Vesna Maric was born in Mostar in 1976. When she was sixteen she left Bosnia-Herzegovina and travelled to the UK, an experience she tells in her best-selling novel ‘Bluebird: A Memoir’ for which she was on the long list for an Orwell Prize for literature in 2010.
She lived in Hull and Exeter, and studied Czech literature at the School of Slavonic and East European Studies, University College London before working for the BBC World Service. She is now a travel writer and journalist who has worked for Lonely Planet, Time Out and BBC Online.
Vesna lives in London and is currently writing her first novel.

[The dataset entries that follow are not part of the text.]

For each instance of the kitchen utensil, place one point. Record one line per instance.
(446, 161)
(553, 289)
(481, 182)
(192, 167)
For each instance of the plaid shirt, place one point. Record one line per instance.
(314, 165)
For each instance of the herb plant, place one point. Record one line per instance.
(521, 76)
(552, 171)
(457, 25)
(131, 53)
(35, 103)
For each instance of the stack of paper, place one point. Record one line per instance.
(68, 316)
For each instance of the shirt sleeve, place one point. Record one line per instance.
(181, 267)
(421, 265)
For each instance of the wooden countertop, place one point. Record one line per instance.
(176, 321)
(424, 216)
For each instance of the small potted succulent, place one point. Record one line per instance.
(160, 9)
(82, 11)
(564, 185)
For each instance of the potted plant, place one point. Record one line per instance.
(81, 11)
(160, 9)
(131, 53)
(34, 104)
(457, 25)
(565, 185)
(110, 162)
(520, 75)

In Bluebird – a memoir, she writes:
‘The British had, understandably, expected something a little more like ‘proper’ refugees: people suffering, hardship visible on their faces, clothes torn and wrinkled, children’s eyes crusted with tears. Dragan wove through the crowd, closely inspecting everyone’s outfits by pinching a shirt, a skirt or a trouser between two fingers, rubbing it to feel its quality, a look of disgust on his face. It seemed we were well below standard. But the unspoken motto of these Bosnian mothers was: ‘If we are going to be refugees, lets not advertise our misery, let us at least look good’, and I could understand how they felt. It’s not easy suddenly becoming a refugee.’

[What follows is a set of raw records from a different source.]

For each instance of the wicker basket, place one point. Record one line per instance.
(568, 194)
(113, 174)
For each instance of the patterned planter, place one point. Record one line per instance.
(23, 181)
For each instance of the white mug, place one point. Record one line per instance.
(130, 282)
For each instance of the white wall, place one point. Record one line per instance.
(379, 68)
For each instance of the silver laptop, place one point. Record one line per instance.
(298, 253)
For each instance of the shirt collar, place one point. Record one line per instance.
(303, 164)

‘It seemed to me that we, the victims, and they, the rescuers, would have perfectly defined roles, and I imagined us swimming together in the comforting sea of empathy. I didn’t yet understand what I came to understand later – that between a rescuer and a victim stands human nature and aside from empathy, there are self-righteousness, expectations, self-fulfilment, ad roles which at first are defined and clearly demarcated often become muddled and intertwined.’
– Excerpts from ‘Bluebird – a memoir’, 2009
Between 1991 to 2001 various conflicts were fought on the territory of former Yugoslavia. The wars accompanied the breakup of the country and are generally considered to be a series of largely separate but related military conflicts occurring in and affecting most of the former Yugoslav republics, including Croatia and the multi-ethnic Bosnia and Herzegovina.

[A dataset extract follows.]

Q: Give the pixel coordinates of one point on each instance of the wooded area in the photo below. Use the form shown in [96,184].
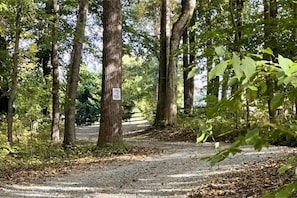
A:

There was a 71% increase in asylum applications from 1990 to 1991, due to an increase in applications from Zaire, Angola, Pakistan and Ghana. The pressure of these rising numbers and increased demand upon housing and welfare in areas of settlement led to the introduction of a more coordinated approach. The 1993 Asylum and Immigration Appeals Act therefore became the first piece of primary legislation in the UK to deal specifically with asylum. It was designed to increase decision making and deal with the backlog of asylum cases. It introduced finger-printing for asylum seekers, reduced rights to housing, denied entry to those who had travelled via a ‘safe third country’, and made it compulsory to apply for asylum on arrival.